UCB Query Benchmark: Real Enterprise Data Problems for AI

A community-driven benchmark to understand why AI fails on real enterprise data problems and which techniques actually work.

This is a partnership between UC Berkeley (EPIC Data Lab) and PromptQL to create the first benchmark that:

Documents real failures of AI tools in enterprise settings
Tests multiple techniques (RAG, Agents, Text-to-SQL, etc.) against the same problems
Measures what works with deterministic, reproducible evaluations

🎯 We need your help: Share the data problems where AI tools failed you, and help us test solutions that might actually work.

The Problem

Every enterprise is trying to use AI for data analysis. They're using Cursor for SQL, Claude with MCP servers, ChatGPT with Code Interpreter, and countless other tools. And they're all hitting the same walls.

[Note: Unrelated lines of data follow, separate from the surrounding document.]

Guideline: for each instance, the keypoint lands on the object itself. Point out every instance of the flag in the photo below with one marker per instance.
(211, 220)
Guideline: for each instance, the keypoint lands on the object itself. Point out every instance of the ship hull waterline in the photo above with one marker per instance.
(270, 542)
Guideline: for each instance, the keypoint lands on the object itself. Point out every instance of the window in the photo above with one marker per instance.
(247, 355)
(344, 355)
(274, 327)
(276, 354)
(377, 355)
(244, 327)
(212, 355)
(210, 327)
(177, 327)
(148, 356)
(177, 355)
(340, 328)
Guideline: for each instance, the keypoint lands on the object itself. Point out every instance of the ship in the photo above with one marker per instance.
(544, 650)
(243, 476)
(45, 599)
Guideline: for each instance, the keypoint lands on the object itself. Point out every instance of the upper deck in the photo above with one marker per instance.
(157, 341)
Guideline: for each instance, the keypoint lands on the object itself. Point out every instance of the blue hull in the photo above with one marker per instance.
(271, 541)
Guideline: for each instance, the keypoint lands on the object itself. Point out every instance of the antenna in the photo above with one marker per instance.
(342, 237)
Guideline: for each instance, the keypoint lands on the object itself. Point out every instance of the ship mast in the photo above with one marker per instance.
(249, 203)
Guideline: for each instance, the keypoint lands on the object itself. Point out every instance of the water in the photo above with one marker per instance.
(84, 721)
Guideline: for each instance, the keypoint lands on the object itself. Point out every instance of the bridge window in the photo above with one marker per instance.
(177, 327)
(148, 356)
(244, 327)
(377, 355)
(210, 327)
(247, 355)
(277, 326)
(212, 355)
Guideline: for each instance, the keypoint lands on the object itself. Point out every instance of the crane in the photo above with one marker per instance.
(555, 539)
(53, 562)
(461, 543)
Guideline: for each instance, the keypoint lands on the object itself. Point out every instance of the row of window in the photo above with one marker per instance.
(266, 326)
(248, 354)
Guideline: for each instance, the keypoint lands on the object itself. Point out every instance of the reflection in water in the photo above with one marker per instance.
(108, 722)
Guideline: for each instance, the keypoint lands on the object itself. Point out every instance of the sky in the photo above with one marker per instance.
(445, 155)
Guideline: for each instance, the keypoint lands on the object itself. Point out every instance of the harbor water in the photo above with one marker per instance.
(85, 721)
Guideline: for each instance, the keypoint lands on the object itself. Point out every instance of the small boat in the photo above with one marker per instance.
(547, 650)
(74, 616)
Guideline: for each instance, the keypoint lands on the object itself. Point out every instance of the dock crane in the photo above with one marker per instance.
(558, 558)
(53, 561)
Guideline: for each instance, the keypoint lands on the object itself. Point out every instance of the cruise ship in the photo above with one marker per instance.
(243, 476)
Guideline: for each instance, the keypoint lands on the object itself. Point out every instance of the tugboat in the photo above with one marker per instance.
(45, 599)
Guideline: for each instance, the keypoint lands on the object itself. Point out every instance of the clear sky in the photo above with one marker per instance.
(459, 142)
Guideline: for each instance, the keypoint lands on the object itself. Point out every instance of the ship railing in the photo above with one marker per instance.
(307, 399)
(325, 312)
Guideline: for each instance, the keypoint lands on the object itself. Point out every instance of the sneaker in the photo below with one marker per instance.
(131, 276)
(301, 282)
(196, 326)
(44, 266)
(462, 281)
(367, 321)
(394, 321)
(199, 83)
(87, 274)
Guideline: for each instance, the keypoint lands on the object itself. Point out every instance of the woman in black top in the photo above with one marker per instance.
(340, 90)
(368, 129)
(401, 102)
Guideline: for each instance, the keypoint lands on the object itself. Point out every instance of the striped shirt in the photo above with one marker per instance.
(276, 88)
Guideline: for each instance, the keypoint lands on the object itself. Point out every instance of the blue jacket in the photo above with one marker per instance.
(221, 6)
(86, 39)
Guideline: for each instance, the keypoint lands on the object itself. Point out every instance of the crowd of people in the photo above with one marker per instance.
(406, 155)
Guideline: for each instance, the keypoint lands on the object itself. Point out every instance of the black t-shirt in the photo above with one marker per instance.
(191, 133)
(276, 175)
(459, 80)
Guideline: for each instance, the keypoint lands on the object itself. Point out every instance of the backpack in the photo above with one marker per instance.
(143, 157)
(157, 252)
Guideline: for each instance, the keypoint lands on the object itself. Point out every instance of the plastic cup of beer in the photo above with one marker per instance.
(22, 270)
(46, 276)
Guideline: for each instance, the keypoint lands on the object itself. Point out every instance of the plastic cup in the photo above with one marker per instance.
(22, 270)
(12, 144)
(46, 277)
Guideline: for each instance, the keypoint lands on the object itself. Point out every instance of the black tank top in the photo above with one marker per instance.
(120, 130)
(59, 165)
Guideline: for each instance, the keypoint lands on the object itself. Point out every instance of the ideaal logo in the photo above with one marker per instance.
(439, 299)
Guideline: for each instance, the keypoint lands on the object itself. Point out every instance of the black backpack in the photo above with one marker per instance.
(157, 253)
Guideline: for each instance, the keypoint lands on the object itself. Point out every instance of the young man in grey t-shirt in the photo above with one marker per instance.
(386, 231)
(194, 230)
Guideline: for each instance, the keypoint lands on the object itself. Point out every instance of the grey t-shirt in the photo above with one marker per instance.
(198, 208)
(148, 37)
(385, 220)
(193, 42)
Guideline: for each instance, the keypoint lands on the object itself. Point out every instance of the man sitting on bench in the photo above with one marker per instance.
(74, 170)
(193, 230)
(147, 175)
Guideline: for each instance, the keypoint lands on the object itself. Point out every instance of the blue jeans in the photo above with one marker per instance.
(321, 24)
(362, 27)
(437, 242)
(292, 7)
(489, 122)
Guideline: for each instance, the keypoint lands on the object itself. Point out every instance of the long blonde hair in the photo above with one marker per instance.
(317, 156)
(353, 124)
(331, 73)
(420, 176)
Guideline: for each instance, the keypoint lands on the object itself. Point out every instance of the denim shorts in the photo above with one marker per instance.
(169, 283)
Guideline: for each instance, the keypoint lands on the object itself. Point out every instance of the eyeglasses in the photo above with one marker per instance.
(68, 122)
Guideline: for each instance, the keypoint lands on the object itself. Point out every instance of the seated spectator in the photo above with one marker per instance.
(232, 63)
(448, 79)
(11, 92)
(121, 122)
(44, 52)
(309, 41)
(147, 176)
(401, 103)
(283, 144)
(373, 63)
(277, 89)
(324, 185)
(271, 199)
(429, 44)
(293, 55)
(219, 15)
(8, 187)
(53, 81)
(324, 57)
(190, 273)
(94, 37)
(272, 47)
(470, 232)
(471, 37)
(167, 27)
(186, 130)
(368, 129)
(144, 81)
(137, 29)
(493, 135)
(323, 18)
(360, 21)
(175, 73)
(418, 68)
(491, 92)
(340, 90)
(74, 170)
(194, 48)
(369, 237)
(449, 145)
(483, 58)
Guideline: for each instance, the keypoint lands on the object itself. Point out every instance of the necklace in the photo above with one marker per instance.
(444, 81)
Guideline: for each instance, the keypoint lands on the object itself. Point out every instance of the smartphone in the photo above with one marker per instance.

We've seen the same story repeatedly:

The demo works perfectly on clean, single-table data
It breaks immediately on real enterprise data with multiple sources, ambiguous schemas, and business logic
No one knows which technique (RAG, Agents, Fine-tuning) would actually solve their problem

This benchmark aims to:

Collect real enterprise data problems where current AI tools fail
Test different AI techniques against these problems systematically
Provide clear evidence of what works, what doesn't, and why

How to Contribute

1. Share Your Real-World Problems

We want to hear about your failures.

Edit EXAMPLES.md to add:

The problem you tried to solve (be specific about data sources, complexity)
What tools/approaches you tried (Claude, GPT-4, Cursor, custom agents)
Exactly how they failed (wrong results, timeouts, hallucinations)
Your hypothesis for why they failed
What a working solution would need to handle

Example contribution:

**Problem:** "Show me customers at risk of churning by combining Salesforce opportunity data with product usage logs"
**What failed:** Claude with database MCP server
**How it failed:** Couldn't handle the date misalignment between systems, generated SQL with wrong join keys
**Why:** No understanding that Salesforce uses fiscal quarters while usage logs use calendar months
**Solution needs:** Temporal alignment logic, business calendar awareness

2. Propose Techniques to Test

Have an idea for an approach that might work better? Add it to the techniques list:

Tool Calling with structured schemas
Multi-agent systems with specialized roles
Graph RAG over enterprise data
Semantic layer + LLM
Your novel approach

3. Run Evaluations

Help us test techniques against our problem set:

Pick a technique from techniques/
Run it against problems in EXAMPLES.md
Report results with full traces
Document what worked and what didn't

Techniques Under Test

We're systematically testing these approaches against real enterprise problems:

Technique	Description	Status
`techniques/tool-calling/`	Function calling with database tools	🟡 In Progress
`techniques/text-to-sql/`	Direct natural language to SQL	🟡 In Progress
`techniques/langgraph-agent/`	Multi-step planning with LangGraph	🔴 Planned
`techniques/rag-on-data/`	RAG over database schemas and docs	🔴 Planned
`techniques/graph-rag/`	Graph-based RAG for relationships	🔴 Planned
`techniques/semantic-layer/`	Business logic layer + LLM	🔴 Planned
`techniques/custom/`	Novel approaches from contributors	🔵 Open for PRs

Each technique folder contains:

ARCHITECTURE.md - How the technique works
implementation/ - Runnable code
results/ - Evaluation results on benchmark problems
analysis.md - What worked, what didn't, and why

Repository Structure

.
├── README.md                    # This file
├── EXAMPLES.md                  # Real enterprise problems and failures
├── techniques/                  # Approaches being tested
│   ├── tool-calling/           
│   │   ├── ARCHITECTURE.md     # How tool calling works
│   │   ├── implementation/     # Runnable code
│   │   └── results/            # Evaluation results
│   ├── text-to-sql/
│   ├── langgraph-agent/
│   └── ...
├── src/                         # Evaluation framework (in development)
│   ├── common_scaffold/         # Core utilities
│   ├── query_*/                 # Test datasets
│   └── requirements.txt        
└── evaluations/                 # Results and analysis
    └── comparison.md            # Cross-technique comparison

What Makes This Different

Not another leaderboard. We're not ranking models on clean datasets. We're:

Documenting specific failure modes in production
Testing complete techniques (not just models)
Providing detailed failure analysis (not just scores)
Building reproducible solutions (not just benchmarks)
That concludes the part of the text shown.